Tuesday, September 11, 2007

Quote from Annals of a Quiet Neighboourhood

I know this is a long quote from George MacDonald, but it is a great reminder of how often we can get lost in theology and lose the image of Christ. It's all about Jesus.

During the suffering which accompanied the disappointment at which I have already hinted, I did not think it inconsistent with the manly spirit in which I was resolved to endure it, to seek consolation from such a source as the New Testament—if mayhap consolation for such a trouble was to be found there. Whereupon, a little to my surprise, I discovered that I could not read the Epistles at all. For I did not then care an atom for the theological discussions in which I had been interested before, and for the sake of which I had read those epistles. Now that I was in trouble, what to me was that philosophical theology staring me in the face from out the sacred page? Ah! reader, do not misunderstand me. All reading of the Book is not reading of the Word. And many that are first shall be last and the last first. I know NOW that it was Jesus Christ and not theology that filled the hearts of the men that wrote those epistles—Jesus Christ, the living, loving God-Man, whom I found—not in the Epistles, but in the Gospels. The Gospels contain what the apostles preached—the Epistles what they wrote after the preaching. And until we understand the Gospel, the good news of Jesus Christ our brother-king—until we understand Him, until we have His Spirit, promised so freely to them that ask it—all the Epistles, the words of men who were full of Him, and wrote out of that fulness, who loved Him so utterly that by that very love they were lifted into the air of pure reason and right, and would die for Him, and did die for Him, without two thoughts about it, in the very simplicity of NO CHOICE—the Letters, I say, of such men are to us a sealed book. Until we love the Lord so as to do what He tells us, we have no right to have an opinion about what one of those men meant; for all they wrote is about things beyond us. The simplest woman who tries not to judge her neighbour, or not to be anxious for the morrow, will better know what is best to know, than the best-read bishop without that one simple outgoing of his highest nature in the effort to do the will of Him who thus spoke.
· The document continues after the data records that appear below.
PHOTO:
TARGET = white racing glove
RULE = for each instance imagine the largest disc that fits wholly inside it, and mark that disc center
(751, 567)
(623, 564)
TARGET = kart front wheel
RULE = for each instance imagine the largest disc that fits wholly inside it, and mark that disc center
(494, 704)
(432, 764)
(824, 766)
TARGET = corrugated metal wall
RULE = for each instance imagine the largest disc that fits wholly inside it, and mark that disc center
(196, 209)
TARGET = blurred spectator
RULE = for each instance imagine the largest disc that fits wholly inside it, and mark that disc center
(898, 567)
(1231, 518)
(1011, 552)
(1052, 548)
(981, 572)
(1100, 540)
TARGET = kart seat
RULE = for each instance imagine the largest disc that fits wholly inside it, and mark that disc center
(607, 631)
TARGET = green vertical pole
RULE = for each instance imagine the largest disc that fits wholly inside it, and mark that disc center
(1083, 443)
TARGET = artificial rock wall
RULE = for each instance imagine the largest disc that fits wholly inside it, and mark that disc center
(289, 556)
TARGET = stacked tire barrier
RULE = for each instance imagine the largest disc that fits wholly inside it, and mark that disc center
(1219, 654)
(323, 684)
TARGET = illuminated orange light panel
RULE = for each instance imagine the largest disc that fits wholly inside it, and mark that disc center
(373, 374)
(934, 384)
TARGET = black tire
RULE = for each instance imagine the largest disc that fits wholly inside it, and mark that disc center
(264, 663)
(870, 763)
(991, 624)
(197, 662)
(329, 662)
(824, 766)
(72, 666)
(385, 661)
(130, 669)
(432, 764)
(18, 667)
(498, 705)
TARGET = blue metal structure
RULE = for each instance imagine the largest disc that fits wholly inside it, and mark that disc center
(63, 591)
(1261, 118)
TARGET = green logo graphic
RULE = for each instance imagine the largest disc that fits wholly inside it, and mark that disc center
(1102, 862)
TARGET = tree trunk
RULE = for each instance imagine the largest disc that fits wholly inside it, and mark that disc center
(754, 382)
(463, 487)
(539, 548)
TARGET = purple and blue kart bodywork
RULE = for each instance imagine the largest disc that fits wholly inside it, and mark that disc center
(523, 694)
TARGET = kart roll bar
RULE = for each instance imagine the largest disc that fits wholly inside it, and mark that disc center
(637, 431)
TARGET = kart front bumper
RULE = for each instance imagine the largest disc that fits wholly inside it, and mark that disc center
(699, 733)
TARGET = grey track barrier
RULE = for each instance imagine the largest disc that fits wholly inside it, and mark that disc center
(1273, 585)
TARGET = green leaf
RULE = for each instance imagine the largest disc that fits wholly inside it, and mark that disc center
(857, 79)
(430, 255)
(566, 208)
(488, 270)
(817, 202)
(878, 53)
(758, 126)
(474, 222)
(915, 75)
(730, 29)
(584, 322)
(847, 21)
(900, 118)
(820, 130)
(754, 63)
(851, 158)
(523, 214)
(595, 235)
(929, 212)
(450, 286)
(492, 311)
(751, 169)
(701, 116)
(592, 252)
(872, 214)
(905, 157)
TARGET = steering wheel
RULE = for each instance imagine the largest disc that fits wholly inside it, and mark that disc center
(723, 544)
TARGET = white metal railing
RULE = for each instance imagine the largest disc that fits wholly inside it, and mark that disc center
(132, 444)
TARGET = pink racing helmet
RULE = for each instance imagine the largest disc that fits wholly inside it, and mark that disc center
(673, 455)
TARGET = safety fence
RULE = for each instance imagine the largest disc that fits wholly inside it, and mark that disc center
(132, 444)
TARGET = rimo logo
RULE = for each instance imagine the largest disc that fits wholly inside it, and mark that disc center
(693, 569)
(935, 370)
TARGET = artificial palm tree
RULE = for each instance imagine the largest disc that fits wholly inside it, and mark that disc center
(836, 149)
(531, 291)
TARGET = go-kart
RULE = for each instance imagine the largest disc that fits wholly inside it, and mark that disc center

But I have, as is too common with me, been led away by my feelings from the path to the object before me. What I wanted to say was this: that, although I could make nothing of the epistles, could see no possibility of consolation for my distress springing from them, I found it altogether different when I tried the Gospel once more. Indeed, it then took such a hold of me as it had never taken before. Only that is simply saying nothing. I found out that I had known nothing at all about it; that I had only a certain surface-knowledge, which tended rather to ignorance, because it fostered the delusion that I did know. Know that man, Christ Jesus! Ah! Lord, I would go through fire and water to sit the last at Thy table in Thy kingdom; but dare I say now I KNOW Thee!—But Thou art the Gospel, for Thou art the Way, the Truth, and the Life; and I have found Thee the Gospel. For I found, as I read, that Thy very presence in my thoughts, not as the theologians show Thee, but as Thou showedst Thyself to them who report Thee to us, smoothed the troubled waters of my spirit, so that, even while the storm lasted, I was able to walk upon them to go to Thee. And when those waters became clear, I most rejoiced in their clearness because they mirrored Thy form—because Thou wert there to my vision—the one Ideal, the perfect man, the God perfected as king of men by working out His Godhood in the work of man…So much I saw.

And therefore, when I was once more in a position to help my fellows, what could I want to give them but that which was the very bread and water of life to me—the Saviour himself?

1 comment:

Unknown said...

I am so sad I cannot be there tonight. My book is still in the mail and I also promised my son I would attend his baseball games this week but I am really sad I will miss this discussion.